Se odió. Y se enterró en las miasmas de su desprecio y se hundió y hundió todo lo que lo tocaba, porque significa que era parte de él. Se instaló en el mundo más borroso de la sociedad, el que se confunde con la basura en las esquinas. Reptaba por las noches en las alcantarillas, como mitológico ser de leyenda; se alzaba mugroso y glorioso al amanecer, robaba, engañaba, se precipitaba al abismo de lo indescriptible. Evitaba pasar por las iglesias porque le causaba un llanto tierno e infantil y era cuando se veía al espejo, miraba sus manos manchadas de sangre ajena y elevaba plegarias desesperadas a un Dios que le mostrara una poca de luz.

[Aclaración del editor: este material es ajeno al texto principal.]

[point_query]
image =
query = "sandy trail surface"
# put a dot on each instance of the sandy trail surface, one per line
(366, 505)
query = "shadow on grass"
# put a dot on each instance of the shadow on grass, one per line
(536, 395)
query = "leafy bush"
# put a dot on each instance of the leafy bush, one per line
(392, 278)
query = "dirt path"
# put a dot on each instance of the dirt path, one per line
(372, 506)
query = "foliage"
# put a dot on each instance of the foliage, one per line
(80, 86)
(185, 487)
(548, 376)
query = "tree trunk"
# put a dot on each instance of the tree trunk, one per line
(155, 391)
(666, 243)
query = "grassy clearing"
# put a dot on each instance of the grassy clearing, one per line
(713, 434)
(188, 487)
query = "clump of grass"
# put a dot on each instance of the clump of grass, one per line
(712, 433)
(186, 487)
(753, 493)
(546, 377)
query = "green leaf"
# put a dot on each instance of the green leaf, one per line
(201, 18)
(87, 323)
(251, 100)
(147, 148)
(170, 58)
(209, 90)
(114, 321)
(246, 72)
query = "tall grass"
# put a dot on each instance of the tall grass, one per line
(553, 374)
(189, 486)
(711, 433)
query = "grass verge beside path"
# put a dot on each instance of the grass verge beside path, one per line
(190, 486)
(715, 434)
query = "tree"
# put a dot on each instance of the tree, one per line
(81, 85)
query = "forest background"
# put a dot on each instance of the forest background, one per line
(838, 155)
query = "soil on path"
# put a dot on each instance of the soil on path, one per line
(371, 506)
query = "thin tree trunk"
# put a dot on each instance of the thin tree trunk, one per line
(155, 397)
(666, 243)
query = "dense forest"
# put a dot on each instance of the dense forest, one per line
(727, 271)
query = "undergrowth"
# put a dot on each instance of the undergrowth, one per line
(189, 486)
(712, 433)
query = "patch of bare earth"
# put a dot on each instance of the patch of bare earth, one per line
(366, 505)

Interrumpió sus pensamientos las campanadas de una parroquia. La ciudad, a sus espaldas, rugía feroz en su cotidianeidad. ¿Era demasiado tarde? A unos pasos, una pareja de recién casados franqueaba las coloniales puertas del templo, bajo la algarabía general y la lluvia de papelitos de colores. La sociedad que tanto había odiado, de la que siempre esperó y, a cambio, no dio nada a cambio, le pareció por vez primera hermosa y buena. ¿Era demasiado tarde? Y si no lo era, ¿cómo empezar? ¿Qué hacer?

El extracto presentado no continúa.